Open Bug 1073827 (spell-lang-change) Opened 10 years ago Updated 10 months ago

[meta] Spellchecker fails to honour/remember user's choice of language/dictionary

Categories

(Core :: Spelling checker, defect)

defect

Tracking

()

People

(Reporter: smjg, Unassigned)

References

(Depends on 4 open bugs)

Details

(Keywords: meta)

Attachments

(1 obsolete file)

A number of people have found that they can't get the language they select for spellchecking (either in about:config or from the context menu) to stay put.  This is a tracker for bug reports of this nature.
Adding dependencies.  Some of them might be duplicates - need to look through them and see.
Alias: spell-lang-change
Depends on: 1073840
Keywords: meta
This thread on mozillaZine is the best general description of the problem, including attempts to resolve it. However the only effective workaround remains to remove the less-used dictionaries that Firefox is switching to.

http://forums.mozillazine.org/viewtopic.php?f=38&t=2865587
(In reply to Paul from comment #2)
> However the only effective workaround remains to remove the 
> less-used dictionaries that Firefox is switching to.

By "less-used" do you mean:
(a) less used by the user having the problem?  Then it wouldn't make sense.  Uninstalling that dictionary, and installing it again on the odd occasions that one wants to use it, doesn't make sense at all.  If on the other hand nobody who uses that computer uses said dictionary at all, _then_ it would make sense to uninstall it.
(b) less used by the general world population?  It isn't always one of these that gets switched to - for example, I've frequently had it switching to en-US against my will.
Case (a), i.e. less frequently used from the user's perspective. I agree that this workaround is not satisfactory.

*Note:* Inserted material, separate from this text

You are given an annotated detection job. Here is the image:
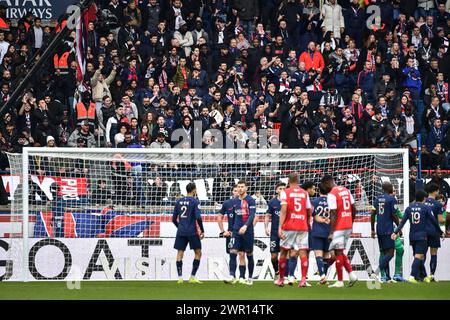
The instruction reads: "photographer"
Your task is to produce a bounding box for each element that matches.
[328,47,349,92]
[286,99,314,149]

It's probably more common for a non-native (or even simply non-US) English speaker to suffer this problem, when Firefox switches to en-US per your experience.
Depends on: 1139550
At the request of a user I had a close look at the code involved and it seems the logic is broken in nsEditorSpellCheck.cpp

If I read the code correctly (please correct me if I'm wrong), the editor first checks if a content-pref is stored (and set+bail). If not, it will get the document language and store this in a global pref (spellchecker.dictionary), making the *next* document visited that has no content-pref stored and has no document language defined (all too common) use the pref from the previous document. That seems to be all sorts of wrong and leading to the confusing, erratic behavior seen.

Similarly, if a document is loaded with a content-pref, the content-pref language is stored in that global pref which will be applied to the next document loaded that has neither content-pref nor document language.

You're also clearing the content-pref if it matches the document language - which will in turn cause issues as well if you're visiting sites with multiple language documents with defined doc languages.

It probably just needs to be made a lot simpler: 
1) Check if a content pref is stored, if so use it. If not, check user language preference as selected by the user (spellchecker.dictionary should only be written if a user selects a global preference for language other than their own locale - might even be about:config only, although having a UI for it would be great). If not set, check document language and use that.
2) If a user selects a different dictionary in the context menu, store the content pref.
3) Do not clear the content pref based on doc language because other docs on the same host may have different languages.
I guess the third point also adds to the confusion of the broken logic here: if a user gets a wrong language for a site with no content-pref, and sets the document language to the proper one when noticing wrong spell checking, it'll get stored, but then cleared again later on, making it once again dependent on the global pref.
I guess the first criterion should be the language of the page which has the form. Likely the user will respond in that language.
(In reply to Boris 'pi' Piwinger from comment #7)
> I guess the first criterion should be the language of the page which has the
> form. Likely the user will respond in that language.

Not necessarily. There are many situations where a document language would not necessarily determine what language a user writes in - not to mention many pages not defining the language correctly which is often done site-wide.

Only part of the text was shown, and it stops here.